Croissants chauds Ogien Uleski.gifCette introduction générale à l’éthique, véritable boîte à outils intellectuels destinée au plus grand nombre (peu de jargon, phrases courtes, gros caractère d’imprimerie) et plus particulièrement pour les plus jeunes d’entre nous (les plus vieux sont néanmoins les bienvenus en tant que lecteurs même si le sujet arrive sans doute un peu tard pour eux – ce qu’on a pas appris ou ce que l’on ne vous a pas enseigné…), devrait permettre à tout un chacun d’affronter avec sérénité tout débat moral sans se laisser intimider par les grandes déclarations de principes.

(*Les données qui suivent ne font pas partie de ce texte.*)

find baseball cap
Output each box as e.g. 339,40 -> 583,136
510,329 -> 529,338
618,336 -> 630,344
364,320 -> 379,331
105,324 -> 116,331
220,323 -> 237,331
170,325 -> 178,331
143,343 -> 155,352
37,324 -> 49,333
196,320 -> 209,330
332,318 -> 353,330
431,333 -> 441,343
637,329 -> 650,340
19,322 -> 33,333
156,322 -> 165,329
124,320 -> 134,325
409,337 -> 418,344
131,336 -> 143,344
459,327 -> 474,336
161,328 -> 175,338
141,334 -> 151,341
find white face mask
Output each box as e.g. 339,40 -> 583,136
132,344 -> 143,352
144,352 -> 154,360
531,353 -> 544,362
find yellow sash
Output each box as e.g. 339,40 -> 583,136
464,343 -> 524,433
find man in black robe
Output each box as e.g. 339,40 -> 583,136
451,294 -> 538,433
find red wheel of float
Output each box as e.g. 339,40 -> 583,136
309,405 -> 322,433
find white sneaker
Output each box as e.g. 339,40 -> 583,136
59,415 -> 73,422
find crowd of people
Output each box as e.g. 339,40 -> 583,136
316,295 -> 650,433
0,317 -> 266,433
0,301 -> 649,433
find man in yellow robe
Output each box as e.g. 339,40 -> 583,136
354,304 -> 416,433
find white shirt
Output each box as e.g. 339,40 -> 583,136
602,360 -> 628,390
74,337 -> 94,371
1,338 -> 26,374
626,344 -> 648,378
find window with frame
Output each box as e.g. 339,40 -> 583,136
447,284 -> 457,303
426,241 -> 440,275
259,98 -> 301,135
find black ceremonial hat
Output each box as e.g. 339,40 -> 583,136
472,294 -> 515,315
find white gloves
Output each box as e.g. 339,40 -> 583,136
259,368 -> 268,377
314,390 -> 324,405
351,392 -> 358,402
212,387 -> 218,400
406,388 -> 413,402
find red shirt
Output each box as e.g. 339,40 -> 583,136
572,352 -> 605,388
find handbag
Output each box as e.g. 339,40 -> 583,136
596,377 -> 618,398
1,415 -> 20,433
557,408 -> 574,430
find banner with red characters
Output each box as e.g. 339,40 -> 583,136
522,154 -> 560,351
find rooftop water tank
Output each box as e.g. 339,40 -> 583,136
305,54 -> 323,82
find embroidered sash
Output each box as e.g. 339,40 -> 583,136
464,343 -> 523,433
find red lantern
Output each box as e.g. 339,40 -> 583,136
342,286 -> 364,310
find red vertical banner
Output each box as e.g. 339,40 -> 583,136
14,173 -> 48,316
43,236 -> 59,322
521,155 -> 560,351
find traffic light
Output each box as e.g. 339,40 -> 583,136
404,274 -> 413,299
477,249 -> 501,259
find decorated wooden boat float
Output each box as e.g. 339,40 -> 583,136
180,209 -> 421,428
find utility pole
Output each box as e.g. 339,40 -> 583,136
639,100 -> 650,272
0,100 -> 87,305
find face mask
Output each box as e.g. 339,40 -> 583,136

D’un côté le chêne Kantien et son inextinguible soif d’Absolu absolument absolu « Ne jamais… ne pas ! », en vieille baderne rigide (la seule fois où Kant a daigné mettre un pied dehors et rencontrer la vie de ses semblables, ou la vie tout court, c’était pour aller commander son cercueil chez le menuisier du coin)…

De l’autre, le roseau conséquentialiste Anglo et Saxon, souple ou cynique, c’est selon : faire le plus de bien ou le moins de mal possible même si, comme chacun sait, l’enfer est souvent pavé de bonnes intentions.

Et puis, quelque part dans les nuages, l’éthique des vertus inspirée du bon vieux Aristote à la pensée néanmoins toujours aussi jeune et fringante : la seule chose qui importe moralement, c’est la recherche de la perfection de soi... recherche aujourd'hui dévoyée par un « chacun pour soi et Dieu pour tous » narcissique qui fait, et pour longtemps encore, les beaux jours et le bonheur des comptes en banque de toutes sortes de psy défroqués, professions libérales et autres charlatans-gourous du développement personnel.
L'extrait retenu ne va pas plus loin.